The captain failed to take the “easy path” and was targeted by the US Treasury Department with individual sanctions.
“Having failed at piracy, the US resorts to outright blackmail—deliver us Iran’s oil and receive several million dollars or be sanctioned yourself,” Iranian Foreign Mininister Mohammad Javad Zarif tweeted on Wednesday.
These methods have all the dignity of a Mafia enforcer. They are being employed by a criminal ruling class that has been engaged in unending wars of aggression for the last three decades in a desperate attempt to reverse by military means the decline of US imperialism’s global hegemony.
The recklessness of US policy toward Iran can be explained only by the profound crisis gripping American capitalism, both domestically and on a world scale.
Trump himself swings wildly between offers of negotiations and threats of all-out war.
At the G7 summit last month, he seemed to embrace a proposal by French President Emmanuel Macron to extend a $15 billion line of credit to Iran to convince it to continue abiding by the terms of the JCPOA, which was supposed to trade a severe curtailment of Iran’s nuclear program for a lifting of the sanctions that have been re-imposed by Washington. Macron’s invitation to Iranian Foreign Minister Zarif to talks at the G7 were seen as a preparation for direct US-Iranian negotiations.
On Wednesday, however, Washington indicated it had no intention of allowing France to go through with the deal, while Trump told reporters that he didn’t need Macron to talk to Iran. Administration officials speaking to the media dismissed the “French scheme,” exposing the sharp conflicts between Europe and America over the Iranian question.
The threat that the escalating tensions produced by US imperialism’s “maximum pressure” campaign will erupt into a full-scale war was underscored by a lengthy article published by the New York Times Wednesday reviewing the protracted collaboration between Washington and Israel in relation to Iran.
Citing US and Israeli officials, the article made clear that Israeli Prime Minister Benjamin Netanyahu is actively considering the launching of a unilateral military strike against Iranian nuclear installations, an action that would receive a green light from the Trump White House.
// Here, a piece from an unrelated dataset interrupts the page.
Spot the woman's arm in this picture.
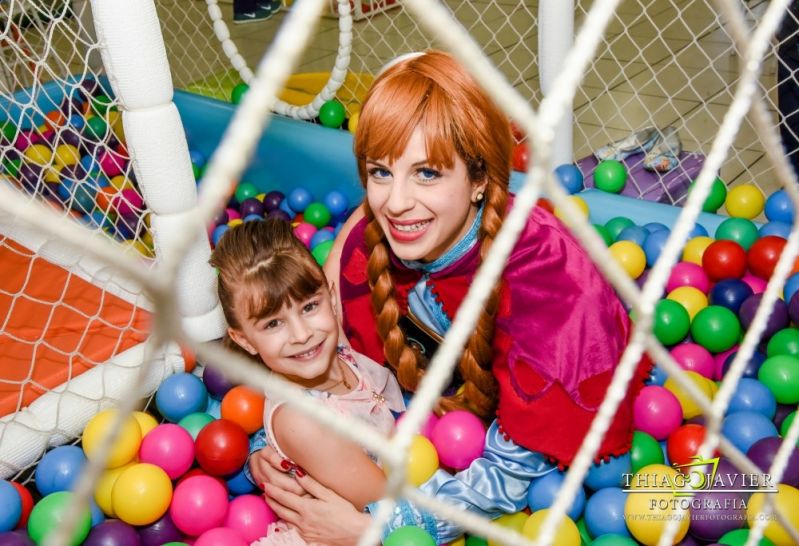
[272,405,386,510]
Confronting a growing political crisis and the threat of criminal prosecution, Netanyahu has in recent weeks ordered Israeli military strikes against targets allegedly linked to Iran in Syria, Iraq and Lebanon.
The article also underscored the bipartisan character of the protracted US campaign for regime change in Iran. Trump, the article states, “inherited a loaded gun: military plans for an Iran strike that had been meticulously refined during the Obama years.” The Times piece cites how, under the Obama administration, the Pentagon built a full-scale replica of Iran’s Fordow nuclear facility in a desert in the American southwest, destroying it with a 30,000-pound bunker-busting bomb designed by the US Air Force.
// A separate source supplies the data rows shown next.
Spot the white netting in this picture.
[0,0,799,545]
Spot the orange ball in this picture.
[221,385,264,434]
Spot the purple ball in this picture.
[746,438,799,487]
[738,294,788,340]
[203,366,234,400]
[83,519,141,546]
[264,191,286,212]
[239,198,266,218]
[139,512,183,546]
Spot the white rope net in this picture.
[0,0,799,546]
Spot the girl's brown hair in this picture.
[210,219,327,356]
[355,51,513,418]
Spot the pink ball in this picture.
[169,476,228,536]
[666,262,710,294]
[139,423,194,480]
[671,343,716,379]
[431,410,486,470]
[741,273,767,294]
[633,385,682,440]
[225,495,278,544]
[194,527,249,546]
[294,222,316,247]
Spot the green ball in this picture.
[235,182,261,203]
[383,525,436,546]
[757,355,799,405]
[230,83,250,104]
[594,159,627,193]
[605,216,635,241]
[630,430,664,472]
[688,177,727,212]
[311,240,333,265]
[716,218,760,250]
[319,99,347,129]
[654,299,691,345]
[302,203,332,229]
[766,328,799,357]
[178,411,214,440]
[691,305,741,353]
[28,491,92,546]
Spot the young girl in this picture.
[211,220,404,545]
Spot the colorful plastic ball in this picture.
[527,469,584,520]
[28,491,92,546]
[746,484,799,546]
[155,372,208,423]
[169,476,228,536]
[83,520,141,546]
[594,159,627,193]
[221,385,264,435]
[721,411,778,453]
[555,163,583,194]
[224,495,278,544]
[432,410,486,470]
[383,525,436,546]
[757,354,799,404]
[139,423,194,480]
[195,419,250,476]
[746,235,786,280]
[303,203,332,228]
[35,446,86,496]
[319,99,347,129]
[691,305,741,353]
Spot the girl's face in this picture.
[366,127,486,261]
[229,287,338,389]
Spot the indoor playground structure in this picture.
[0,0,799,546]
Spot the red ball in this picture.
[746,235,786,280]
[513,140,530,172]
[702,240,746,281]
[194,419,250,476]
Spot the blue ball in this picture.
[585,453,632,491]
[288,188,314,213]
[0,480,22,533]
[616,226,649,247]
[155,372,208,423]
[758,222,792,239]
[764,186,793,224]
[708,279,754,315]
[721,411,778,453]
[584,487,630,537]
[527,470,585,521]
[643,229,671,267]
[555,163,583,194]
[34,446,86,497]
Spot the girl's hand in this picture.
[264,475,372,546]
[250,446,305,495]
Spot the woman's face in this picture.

Whatever tactical differences exist between the Democrats and the Trump administration, there exists no faction within the US ruling establishment that opposes the relentless buildup toward a Third World War.
There is deep popular hostility to war—and a profound distrust of the lies of the government and the corporate media used to promote it—that finds no expression within the existing political setup. The resurgence of the class struggle, both within the United States and internationally, however, provides the foundations for the emergence of mass antiwar movement based on the independent political mobilization of the working class in the fight for socialism.